DataFrames, plots, and visualizations
Now, it’s time to deal with DataFrames, so let’s comment on something and continue exploring widgets.
DataFrame is the name that the pandas library gives to its data. When a file, such as a CSV file, is imported into pandas, the result will be a DataFrame. We can think of a DataFrame as an Excel or Google Sheets table – that is, a piece of data made up of columns and rows. Columns are the features or variables and rows are the records or cases. So, to keep things simple, we can say that a DataFrame is a data structure made up of columns and rows.
First, we need to install pandas, with the following command:
pipenv install pandas
If you followed our suggestion and are using pipenv for virtual environments, run the following command:
pip install pandas
If you are using a plain, standard Python installation, then write the following code:
st.header(“Dataframes and Tables”)
import pandas as pd
df = pd.read_csv(“auto.csv”)
st.dataframe(df.head(10))
First of all, please consider that all the files used in this book are available in its GitHub repository, including the auto.csv file. Now, let’s comment on the code.
First, we import pandas, a powerful library for data/datasets management, with the pd alias. After that, we load the auto.csv file into a variable named df (which stands for DataFrame), and then we visualize the first 10 rows of the DataFrame (its head) with the dataframe widget.
The result is shown in the following figure:
Figure 3.26: The st.dataframe widget
As we can see, thanks to st.dataframe, we can visualize the CSV file in a very nice format, with all the columns and rows similar to a Microsoft Excel sheet. If we go to the bottom or the right part of it, we can scroll left/right and up/down. Moreover, we have the opportunity to maximize the DataFrame!
If we prefer, we can visualize the DataFrame in the table format since, out of the box, we also have a nice table widget. Unfortunately, in this case, it’s not possible to scroll our data.
So, let’s say we write the following:
st.table(df.head(10))
Then, we’ll get the following table:
Figure 3.27: The st.table widget
Out of the box, Streamlit can also manage plottings – for example, we can show area, bar, and line charts. All we need is a DataFrame.

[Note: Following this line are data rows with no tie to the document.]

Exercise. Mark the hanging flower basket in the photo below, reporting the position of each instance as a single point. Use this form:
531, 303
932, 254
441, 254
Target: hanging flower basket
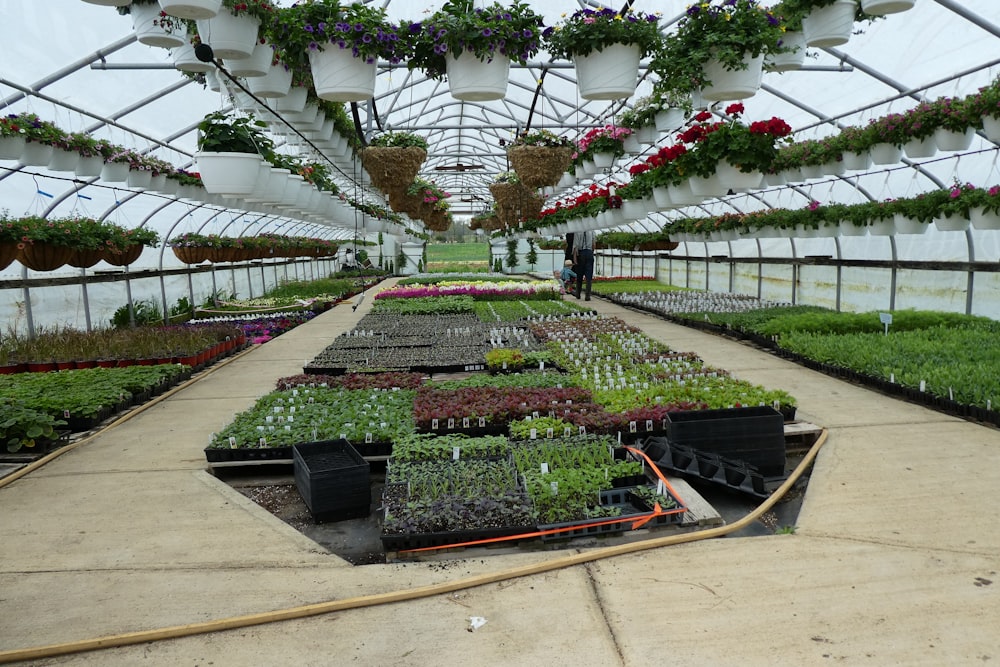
125, 257
540, 166
8, 253
44, 256
831, 25
340, 77
191, 9
191, 255
230, 35
85, 258
473, 80
610, 74
733, 84
392, 168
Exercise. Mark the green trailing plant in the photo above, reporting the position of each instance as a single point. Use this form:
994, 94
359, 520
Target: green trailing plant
590, 30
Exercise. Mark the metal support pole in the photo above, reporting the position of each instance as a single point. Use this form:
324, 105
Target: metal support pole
86, 300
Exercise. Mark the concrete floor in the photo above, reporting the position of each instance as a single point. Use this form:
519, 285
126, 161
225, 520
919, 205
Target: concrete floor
896, 560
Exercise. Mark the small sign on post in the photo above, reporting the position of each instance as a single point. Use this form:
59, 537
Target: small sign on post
886, 320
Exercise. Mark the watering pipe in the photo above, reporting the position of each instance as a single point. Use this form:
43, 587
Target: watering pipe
359, 602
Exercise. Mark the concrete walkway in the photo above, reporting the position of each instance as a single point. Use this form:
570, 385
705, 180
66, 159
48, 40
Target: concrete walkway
896, 560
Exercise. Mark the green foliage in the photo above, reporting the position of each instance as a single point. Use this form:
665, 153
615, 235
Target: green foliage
219, 132
143, 313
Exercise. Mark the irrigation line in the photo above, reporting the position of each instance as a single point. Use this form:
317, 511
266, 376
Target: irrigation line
178, 631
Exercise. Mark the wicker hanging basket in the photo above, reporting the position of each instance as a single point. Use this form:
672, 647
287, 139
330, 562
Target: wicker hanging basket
515, 202
392, 168
540, 166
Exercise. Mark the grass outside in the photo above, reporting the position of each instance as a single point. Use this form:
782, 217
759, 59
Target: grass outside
458, 257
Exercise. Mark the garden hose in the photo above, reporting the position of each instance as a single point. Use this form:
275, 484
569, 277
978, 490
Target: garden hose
35, 465
178, 631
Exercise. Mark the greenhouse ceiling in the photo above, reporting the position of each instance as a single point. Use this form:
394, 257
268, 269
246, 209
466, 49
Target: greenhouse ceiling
79, 65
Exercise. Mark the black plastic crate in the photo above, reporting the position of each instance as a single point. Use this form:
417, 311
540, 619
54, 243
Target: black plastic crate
755, 435
333, 479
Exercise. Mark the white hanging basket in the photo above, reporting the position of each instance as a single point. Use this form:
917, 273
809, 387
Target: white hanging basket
633, 209
12, 147
185, 60
662, 200
146, 21
991, 128
883, 7
139, 179
885, 153
955, 223
115, 172
905, 225
473, 80
340, 77
230, 36
191, 9
228, 173
646, 134
276, 83
709, 186
669, 119
683, 195
884, 227
920, 148
831, 25
980, 219
89, 167
604, 160
36, 154
857, 161
848, 228
790, 60
63, 160
610, 74
949, 140
258, 64
293, 102
732, 178
730, 84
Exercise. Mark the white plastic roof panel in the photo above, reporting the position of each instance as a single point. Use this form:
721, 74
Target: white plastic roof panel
75, 63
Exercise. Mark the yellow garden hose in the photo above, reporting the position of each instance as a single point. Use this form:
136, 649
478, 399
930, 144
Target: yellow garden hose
179, 631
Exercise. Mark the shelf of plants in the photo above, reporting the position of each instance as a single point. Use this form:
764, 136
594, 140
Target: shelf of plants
947, 361
503, 455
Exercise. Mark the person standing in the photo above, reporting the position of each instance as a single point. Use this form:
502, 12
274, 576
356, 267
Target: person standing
583, 257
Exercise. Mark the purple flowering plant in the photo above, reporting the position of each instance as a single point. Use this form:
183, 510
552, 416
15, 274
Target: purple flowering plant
589, 30
724, 31
316, 25
513, 32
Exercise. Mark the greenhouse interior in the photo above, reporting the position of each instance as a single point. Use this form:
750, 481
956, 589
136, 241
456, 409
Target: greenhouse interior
396, 332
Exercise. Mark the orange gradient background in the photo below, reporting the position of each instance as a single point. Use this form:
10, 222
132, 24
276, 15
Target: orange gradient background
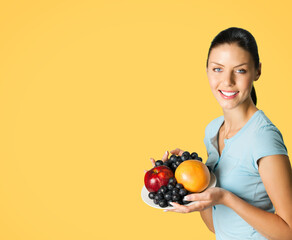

Streamlit, together with the plottings, automatically displays the list (in different colors) of all the visualized variables (please note we are using just “mpg” and “cylinders”).
Here, we can use the DataFrames we loaded in the previous example.
So, let’s write the following:
st.area_chart(df[[“mpg”,”cylinders”]])
We’ll get the following area chart:
Figure 3.28: The st.area_chart widget
Let’s write the following:
st.bar_chart(df[[“mpg”,”cylinders”]].head(20))
Then, we’ll get the following bar chart:
Figure 3.29: The st.bar_chart widget
Let’s write the following:
st.line_chart(df[[“mpg”,”cylinders”]].head(20))
Then, we’ll get the following line chart:
Figure 3.30: The st.line_chart widget
If we enter the charts, we can zoom in and out. By clicking on the three dots at the top right of each plotting, we can save the charts as PNG files, view the source, and perform some other operations:
Figure 3.31: Out-of-the-box plotting functions
Finally, as we saw with DataFrames, we can maximize all the charts to see them fullscreen:
Figure 3.32: Fullscreen plotting
With Streamlit, we can plot much more beautiful graphs using the matplotlib and seaborn Python packages. So, first of all, let’s install these packages:
pipenv install matplotlib seaborn
If we are in a pure Python environment, we can run the following code:
pip install matplotlib seaborn
At this point, we can import these packages, like so:
import matplotlib.pyplot as plt
import seaborn as sns
Now, we are ready to start plotting. Here, we’re plotting a heatmap of the correlation matrix of our DataFrame:
fig, ax = plt.subplots()
corr_plot = sns.heatmap(df[[“mpg”,”cylinders”, “displacement”]].corr(), annot= True)
st.pyplot(fig)
The first instruction creates an empty figure. The second line, leveraging seaborn, creates a heatmap plotting (with annotations) of the correlation matrix coming from the variables in the df DataFrame. Finally, the third command plots our figure using matplotlib.pyplot, which is directly managed by Streamlit. Here is the result:
Figure 3.33: Heatmap plotting with Seaborn
Please note that we have displayed the correlation plot with labels and the heatmap with colors and annotations.